At this time, Patrick began writing for films, with his songs appearing on soundtracks like The Crow, Spawn, The X-Files, The Cable Guy, The Girl Next Door and Little Nicky.



The Amalgamut, his final album for Warner Bros., was released in 2002, featuring the single, “Where Do We Go From Here.” Another song on the album, “The Only Way is the Wrong Way,” served as the music for a national Hummer 2 automobile TV campaign.



With Anthems for the Damned, Patrick returns to his indie roots, a move that has creatively revitalized him.



“I’d rather not subject myself to the insanity of the major label system at this point in time,” he says.



Anthems for the Damned is his cry in the wilderness, a protest against the status quo, a litany of society’s ills and, hopefully, a first step on the road to recovery.

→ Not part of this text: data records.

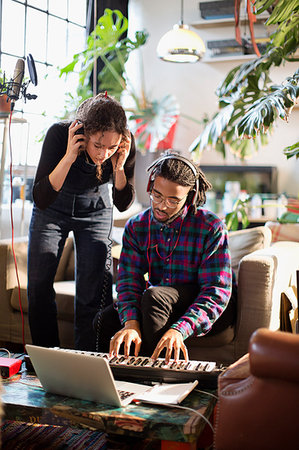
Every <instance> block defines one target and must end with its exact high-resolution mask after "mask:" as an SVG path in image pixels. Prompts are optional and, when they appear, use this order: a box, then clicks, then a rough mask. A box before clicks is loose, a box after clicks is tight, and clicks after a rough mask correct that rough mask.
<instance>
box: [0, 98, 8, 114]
mask: <svg viewBox="0 0 299 450" xmlns="http://www.w3.org/2000/svg"><path fill="white" fill-rule="evenodd" d="M7 99H8V97H7V95H6V94H4V95H1V96H0V114H1V115H9V113H10V99H8V101H7Z"/></svg>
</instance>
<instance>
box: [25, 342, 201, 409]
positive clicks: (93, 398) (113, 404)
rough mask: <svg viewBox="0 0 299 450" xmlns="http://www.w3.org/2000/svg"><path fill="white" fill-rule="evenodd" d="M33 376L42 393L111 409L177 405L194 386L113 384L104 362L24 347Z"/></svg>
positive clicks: (187, 383) (48, 350)
mask: <svg viewBox="0 0 299 450" xmlns="http://www.w3.org/2000/svg"><path fill="white" fill-rule="evenodd" d="M26 350H27V353H28V355H29V357H30V359H31V362H32V365H33V367H34V370H35V372H36V375H37V377H38V379H39V381H40V383H41V385H42V387H43V388H44V389H45V391H46V392H50V393H52V394H60V395H63V396H67V397H74V398H79V399H81V400H89V401H94V402H98V403H107V404H110V405H114V406H119V407H120V406H126V405H128V404H129V403H131V402H132V401H133V400H136V401H146V402H151V403H164V404H166V403H168V404H176V403H180V402H181V401H182V400H183V399H184V398H185V397H186V396H187V395H188V394H189V392H191V391H192V389H193V388H194V387H195V386H196V385H197V383H198V381H197V380H195V381H194V382H191V383H177V384H162V385H155V386H148V385H144V384H139V383H130V382H126V381H119V380H114V377H113V374H112V371H111V369H110V367H109V362H108V361H107V360H106V359H105V358H101V357H97V356H91V355H87V354H83V353H76V352H72V351H67V350H60V349H59V350H56V349H53V348H46V347H39V346H35V345H29V344H27V345H26Z"/></svg>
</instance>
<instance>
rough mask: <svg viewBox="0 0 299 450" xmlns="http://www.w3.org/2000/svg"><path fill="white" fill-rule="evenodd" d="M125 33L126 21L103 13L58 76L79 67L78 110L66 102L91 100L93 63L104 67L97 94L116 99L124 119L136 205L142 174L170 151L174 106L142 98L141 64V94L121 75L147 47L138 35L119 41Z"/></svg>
mask: <svg viewBox="0 0 299 450" xmlns="http://www.w3.org/2000/svg"><path fill="white" fill-rule="evenodd" d="M127 29H128V20H127V18H126V17H125V16H124V15H123V14H122V13H121V12H120V11H118V10H111V9H108V8H107V9H105V12H104V14H103V16H102V17H100V18H99V20H98V23H97V25H96V27H95V29H94V30H93V31H92V32H91V33H90V35H89V36H88V37H87V42H86V49H85V50H84V51H83V52H80V53H77V54H75V55H74V56H73V60H72V61H71V63H70V64H68V65H67V66H65V67H63V68H62V69H61V70H60V76H62V75H63V74H65V75H68V74H69V73H70V72H73V71H74V70H75V69H76V68H77V67H78V66H79V86H78V89H77V104H76V102H75V103H74V96H73V95H72V94H70V93H68V94H67V96H68V105H67V106H68V107H69V106H70V105H72V107H71V109H75V108H76V106H78V104H79V103H80V102H81V101H82V100H84V98H88V97H90V96H91V95H92V89H91V82H90V79H91V75H92V72H93V70H94V67H95V64H96V61H97V60H98V59H99V58H100V59H101V61H102V62H103V64H104V66H103V68H102V69H101V70H100V72H99V74H98V80H97V81H98V89H97V90H98V91H107V92H108V93H109V94H110V95H113V96H114V97H115V98H117V99H118V100H119V101H120V102H121V103H122V104H123V107H124V109H125V110H126V112H127V114H128V120H129V122H130V123H131V125H132V127H131V128H132V131H133V133H134V135H135V140H136V146H137V149H138V151H137V153H138V154H137V161H136V164H137V169H136V174H138V173H140V174H142V177H140V179H139V177H138V176H137V177H136V191H137V192H138V194H139V198H138V200H139V201H140V202H141V203H142V204H145V203H147V202H148V198H147V196H146V197H144V196H142V193H143V192H145V191H146V189H145V179H146V177H144V176H143V175H144V173H145V169H146V167H147V166H148V165H150V164H151V162H152V161H153V160H154V159H155V158H156V157H157V154H156V153H157V152H159V150H164V149H166V148H171V147H172V142H173V138H174V133H175V128H176V124H177V119H178V116H179V106H178V103H177V101H176V99H175V98H174V96H172V95H167V94H166V95H165V96H163V97H162V98H160V99H151V98H149V96H148V95H147V93H146V90H145V87H144V79H143V76H142V74H143V67H142V63H141V68H140V73H141V77H140V78H141V80H142V83H141V88H140V90H139V92H137V91H136V89H135V87H134V86H133V83H132V82H131V80H130V78H129V76H128V73H127V71H126V67H125V63H126V62H127V60H128V58H129V55H130V53H131V52H132V51H135V50H137V49H140V48H141V47H142V46H143V45H144V44H145V43H146V41H147V38H148V33H147V32H146V31H137V32H136V33H135V39H129V38H128V37H123V35H124V33H125V32H126V31H127Z"/></svg>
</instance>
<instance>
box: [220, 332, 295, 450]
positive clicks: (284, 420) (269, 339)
mask: <svg viewBox="0 0 299 450" xmlns="http://www.w3.org/2000/svg"><path fill="white" fill-rule="evenodd" d="M218 395H219V400H218V406H217V408H218V409H217V414H216V422H215V434H214V448H215V449H216V450H295V449H297V448H299V427H298V417H299V335H297V334H291V333H286V332H281V331H270V330H268V329H264V328H260V329H258V330H257V331H255V332H254V333H253V335H252V336H251V339H250V343H249V353H248V354H246V355H245V356H243V357H242V358H241V359H239V360H238V361H236V362H235V363H234V364H232V365H231V366H230V367H229V368H228V369H226V370H225V371H224V372H223V373H222V374H221V375H220V376H219V378H218Z"/></svg>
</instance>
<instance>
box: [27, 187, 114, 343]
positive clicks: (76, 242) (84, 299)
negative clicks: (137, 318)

“I worked really hard on this album,” he says. “If it’s the last record I ever do, I wanted to make it as big a musical statement as I can. It comes from the only place good music can come from, an honest heart. That’s what really matters. We, as human beings, are the only ones lucky enough to grasp just how vast and remarkable our universe really is, and at the same time, understand our own vulnerability. So, why are we so reckless?”



“Am I always angry? No. Am I always full of hope? No. But even if my lyrics are dark as shit, there’s always something uplifting about the music. I try to rise above my issues.”

Monday, May 10, 2010

The Birth of Two Rockstars











May 10th marks the birth of two of my favorite rockstars: Richard Patrick and Bono. Oddly enough, they share several common bonds.

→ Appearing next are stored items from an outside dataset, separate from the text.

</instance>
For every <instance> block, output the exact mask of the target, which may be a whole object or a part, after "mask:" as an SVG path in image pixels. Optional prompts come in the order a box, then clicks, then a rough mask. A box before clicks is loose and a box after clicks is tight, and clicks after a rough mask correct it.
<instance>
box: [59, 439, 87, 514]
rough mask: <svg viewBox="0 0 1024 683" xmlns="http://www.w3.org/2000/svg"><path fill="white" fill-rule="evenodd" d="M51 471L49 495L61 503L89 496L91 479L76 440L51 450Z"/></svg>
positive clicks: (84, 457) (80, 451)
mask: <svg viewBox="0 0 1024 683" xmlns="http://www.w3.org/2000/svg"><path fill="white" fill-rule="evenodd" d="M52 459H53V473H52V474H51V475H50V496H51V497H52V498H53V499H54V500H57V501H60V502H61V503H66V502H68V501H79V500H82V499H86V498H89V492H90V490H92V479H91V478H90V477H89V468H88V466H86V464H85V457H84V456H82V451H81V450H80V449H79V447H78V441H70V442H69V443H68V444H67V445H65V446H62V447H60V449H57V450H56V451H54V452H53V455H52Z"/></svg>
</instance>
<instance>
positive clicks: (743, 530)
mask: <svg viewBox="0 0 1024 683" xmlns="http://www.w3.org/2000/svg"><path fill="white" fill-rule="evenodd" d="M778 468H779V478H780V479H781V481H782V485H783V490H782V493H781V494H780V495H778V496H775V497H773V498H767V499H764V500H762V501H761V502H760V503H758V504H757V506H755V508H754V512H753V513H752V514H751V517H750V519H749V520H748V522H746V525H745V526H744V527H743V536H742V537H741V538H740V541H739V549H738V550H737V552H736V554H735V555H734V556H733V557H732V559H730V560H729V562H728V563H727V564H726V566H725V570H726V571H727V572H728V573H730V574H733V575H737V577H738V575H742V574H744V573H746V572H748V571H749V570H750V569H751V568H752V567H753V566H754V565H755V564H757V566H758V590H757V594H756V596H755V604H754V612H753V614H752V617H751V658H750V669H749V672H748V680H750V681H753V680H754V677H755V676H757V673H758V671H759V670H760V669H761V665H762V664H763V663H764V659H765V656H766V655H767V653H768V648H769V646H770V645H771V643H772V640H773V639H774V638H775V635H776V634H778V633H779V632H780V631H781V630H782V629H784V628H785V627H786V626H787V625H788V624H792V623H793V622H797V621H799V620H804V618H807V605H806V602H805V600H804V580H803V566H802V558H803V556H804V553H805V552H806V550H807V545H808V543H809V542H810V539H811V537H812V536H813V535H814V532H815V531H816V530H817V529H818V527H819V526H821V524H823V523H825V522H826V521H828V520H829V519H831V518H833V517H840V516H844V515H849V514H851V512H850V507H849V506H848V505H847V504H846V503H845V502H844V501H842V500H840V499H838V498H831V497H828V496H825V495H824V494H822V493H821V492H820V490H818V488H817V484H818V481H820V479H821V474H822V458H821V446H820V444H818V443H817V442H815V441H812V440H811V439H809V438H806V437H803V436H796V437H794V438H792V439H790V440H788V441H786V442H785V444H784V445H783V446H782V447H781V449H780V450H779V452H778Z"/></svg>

Both of these men possess a certain power over the microphone, a belting vocal presence that cannot be ignored. They also display similar stage antics, such as jumping off the stage during shows to get closer to the audience. Bono has a tendency to bring select females onstage to dance with him, while Richard has a trademark of taking cameras from audience members to videotape himself.



Bono has a few years on Richard, so he is better known for his political activism. But in recent years Richard has become very outspoken about his political views as well. They are both trying to make a positive difference in the world through their music.




They also seem to have similar tastes in fashion, from mostly black wardrobes, to stylish sunglasses and leather attire, and even American Flag jackets.




Richard Patrick credits Bono as one of his influences, as well as U2's The Edge for his guitar work. He performed an admirable cover of U2's "Pride, In the Name of Love" with Flyleaf on the Family Values Tour.




These two Taurus rockers are no bull, they're just the shit.